La neonata associazione "Pulizia e Protezione Costa Garganica" in un mese ha liberato la 'grotta dei pipistrelli' da montagne di plastica. "Ci sono altri siti da ripulire, ma abbiamo bisogno di fondi per acquistare mezzi più consoni"

I professionisti all'opera

Una terra amata, frequentatissima, meta turistica tra le più apprezzate della Puglia e dell'intera Penisola. Ma è anche una terra ferita, maltrattata, abusata da gente povera di amor proprio, che non conosce il rispetto per il bene comune. Il Gargano resta uno dei tesori più preziosi della Capitanata, seppur con le sue problematiche. Per questo c'è chi si adopera per preservarne la bellezza. È il caso dell'associazione Pulizia e Protezione Costa Garganica: nata da poco (il 1° giugno scorso) si propone come obiettivo quello di setacciare tutti quei siti dell'intero territorio garganico ricoperti dai rifiuti e di bonificarli. 

"Siamo un gruppo di professionisti, nella nostra associazione c'è un primario di oculistica, un ortopedico, un paio di avvocati - racconta l'ingegnere Oscar Carrara, presidente dell'associazione - e siamo soliti frequentare la costa. Ci siamo resi conto che il Gargano, pur essendo bellissimo, tanto pulito non è". 
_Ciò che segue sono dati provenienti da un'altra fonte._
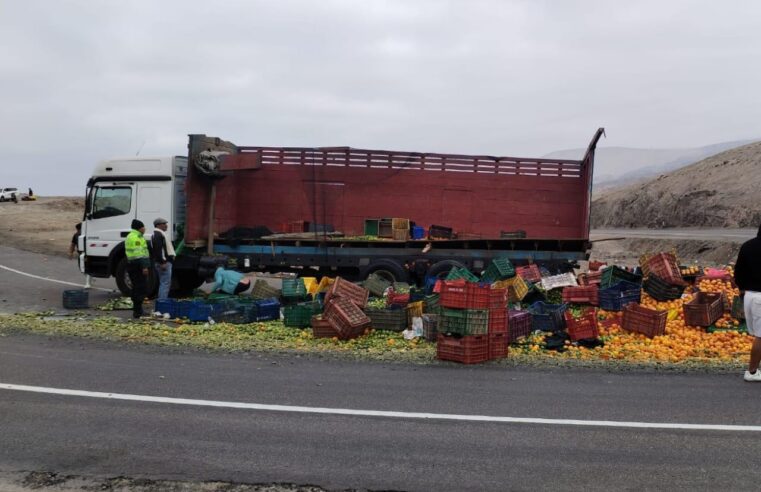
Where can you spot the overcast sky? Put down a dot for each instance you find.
(86, 80)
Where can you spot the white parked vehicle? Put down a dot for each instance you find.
(8, 194)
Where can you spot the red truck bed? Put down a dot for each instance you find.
(477, 195)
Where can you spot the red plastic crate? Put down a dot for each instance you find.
(518, 324)
(472, 349)
(497, 298)
(454, 294)
(582, 295)
(321, 328)
(398, 299)
(704, 309)
(665, 266)
(343, 288)
(529, 272)
(498, 320)
(642, 320)
(582, 327)
(346, 318)
(478, 296)
(498, 346)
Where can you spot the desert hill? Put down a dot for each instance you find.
(720, 191)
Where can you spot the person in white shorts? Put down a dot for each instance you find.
(748, 279)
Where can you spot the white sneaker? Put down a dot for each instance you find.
(752, 378)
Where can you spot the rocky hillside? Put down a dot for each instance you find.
(720, 191)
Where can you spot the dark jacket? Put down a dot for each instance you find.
(158, 249)
(748, 266)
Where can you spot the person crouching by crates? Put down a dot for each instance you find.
(748, 280)
(230, 281)
(163, 254)
(138, 264)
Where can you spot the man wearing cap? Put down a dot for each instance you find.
(138, 263)
(162, 252)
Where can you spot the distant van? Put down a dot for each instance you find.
(9, 194)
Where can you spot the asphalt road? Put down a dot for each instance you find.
(732, 235)
(102, 437)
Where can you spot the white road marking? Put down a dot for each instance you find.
(380, 413)
(51, 279)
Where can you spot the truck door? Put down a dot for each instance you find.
(111, 211)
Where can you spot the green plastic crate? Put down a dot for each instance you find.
(464, 321)
(461, 273)
(498, 269)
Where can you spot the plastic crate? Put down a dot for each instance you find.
(394, 299)
(558, 281)
(497, 298)
(265, 310)
(300, 315)
(387, 319)
(642, 320)
(321, 328)
(464, 322)
(376, 285)
(465, 350)
(498, 320)
(453, 294)
(517, 288)
(498, 346)
(613, 275)
(440, 232)
(478, 295)
(431, 304)
(582, 327)
(346, 317)
(582, 295)
(430, 327)
(621, 294)
(343, 288)
(704, 309)
(665, 266)
(738, 308)
(518, 324)
(530, 273)
(166, 306)
(498, 269)
(461, 274)
(263, 290)
(660, 290)
(76, 299)
(294, 289)
(547, 317)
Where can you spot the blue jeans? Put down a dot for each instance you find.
(165, 280)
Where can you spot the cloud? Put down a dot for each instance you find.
(84, 80)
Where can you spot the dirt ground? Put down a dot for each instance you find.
(43, 226)
(46, 226)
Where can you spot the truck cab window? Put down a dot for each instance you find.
(110, 202)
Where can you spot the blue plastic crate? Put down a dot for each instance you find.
(166, 306)
(616, 297)
(547, 317)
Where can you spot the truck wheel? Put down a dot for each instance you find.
(387, 269)
(125, 284)
(442, 268)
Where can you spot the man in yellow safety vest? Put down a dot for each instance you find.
(138, 265)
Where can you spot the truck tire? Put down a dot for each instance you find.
(125, 285)
(387, 269)
(442, 268)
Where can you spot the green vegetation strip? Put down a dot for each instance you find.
(274, 337)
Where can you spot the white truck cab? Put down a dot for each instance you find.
(119, 191)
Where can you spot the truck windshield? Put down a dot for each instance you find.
(111, 201)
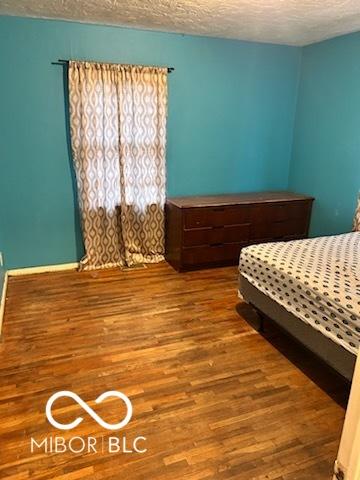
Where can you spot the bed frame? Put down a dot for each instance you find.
(333, 354)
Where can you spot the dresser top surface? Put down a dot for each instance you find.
(236, 199)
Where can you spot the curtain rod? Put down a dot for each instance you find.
(66, 62)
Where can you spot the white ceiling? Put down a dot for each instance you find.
(292, 22)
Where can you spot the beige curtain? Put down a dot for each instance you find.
(118, 137)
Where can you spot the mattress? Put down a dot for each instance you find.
(317, 280)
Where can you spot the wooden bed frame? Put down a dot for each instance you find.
(333, 354)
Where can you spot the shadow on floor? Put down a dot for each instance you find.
(333, 384)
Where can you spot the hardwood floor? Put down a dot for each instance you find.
(214, 398)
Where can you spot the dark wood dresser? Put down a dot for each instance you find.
(211, 230)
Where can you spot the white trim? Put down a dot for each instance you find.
(43, 269)
(3, 299)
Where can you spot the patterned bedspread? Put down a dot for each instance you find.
(317, 280)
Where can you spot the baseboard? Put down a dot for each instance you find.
(43, 269)
(2, 302)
E quindi, armati di buste, pale e tanta volontà, i membri dell'associazione si sono adoperati, a partire dalla prima metà di luglio, per liberare la "grotta dei pipistrelli" dalla plastica accumulata. "Abbiamo individuato una grotta nei pressi di Pizzomunno, si presentava piuttosto sporca. Man mano che liberavamo l'area dalla plastica abbiamo notato che alla fine della grotta vi era una piccola insenatura che introduceva a un'altra meravigliosa grotta. Le maree avevano costruito una specie di discarica". 

"Abbiamo impiegato oltre un mese per bonificare la zona, che ora è completamente pulita", spiega Carrara, che non nasconde le difficoltà incontrate: "I rifiuti erano per lo più costituiti da polistirolo. Ma in molti punti si era sbriciolato e amalgamato alla sabbia, costringendo a rimuovere il tutto e a riempire sacchi piuttosto pesanti per evitare che le maree potessero riportare il polistirolo in mare e diventare cibo per i pesci. Trasportarli non è stato semplice per via degli spazi angusti in cui abbiamo operato. Nel giro di un mese abbiamo raccolto tra i 400 e i 500 sacchi". 

Un lavoro dispendioso, ma fatto con grande passione. L'associazione vorrebbe dare continuità, "ma abbiamo bisogno di contributi. Il nostro obiettivo è acquistare una imbarcazione specifica, una chiatta accessoriata, dotata di gru, di un sistema per lo stoccaggio dei rifiuti solidi e liquidi, con estintore da usare in caso di incendio. Un mezzo che potrebbe poi essere fruito dai comuni del territorio garganico". 

Ma l'imbarcazione ha costi piuttosto onerosi: "Servono 350mila euro. Per questo ci affidiamo ai privati e alle istituzioni affinché ci diano una mano. Fino a oggi abbiamo lavorato affidandoci esclusivamente a gambe, mani e buste di plastica. Ma per proseguire il lavoro su altri siti già individuati, c'è bisogno di mezzi specifici, anche perché non tutte le zone sono raggiungibili a piedi", precisa Carrara. 

Qualche risposta a livello istituzionale è già arrivata: "Abbiamo parlato con il vicepresidente della Regione, che ha apprezzato la nostra iniziativa e ci ha garantito il patrocinio per la prossima tappa". È già un buon inizio: "Quello che vediamo è solo la punta dell'iceberg. Solo il 6% della plastica finisce in spiaggia, o galleggia sulla superficio del mare. Il resto affonda sui fondali marini. Dobbiamo agire in fretta, non c'è più tempo".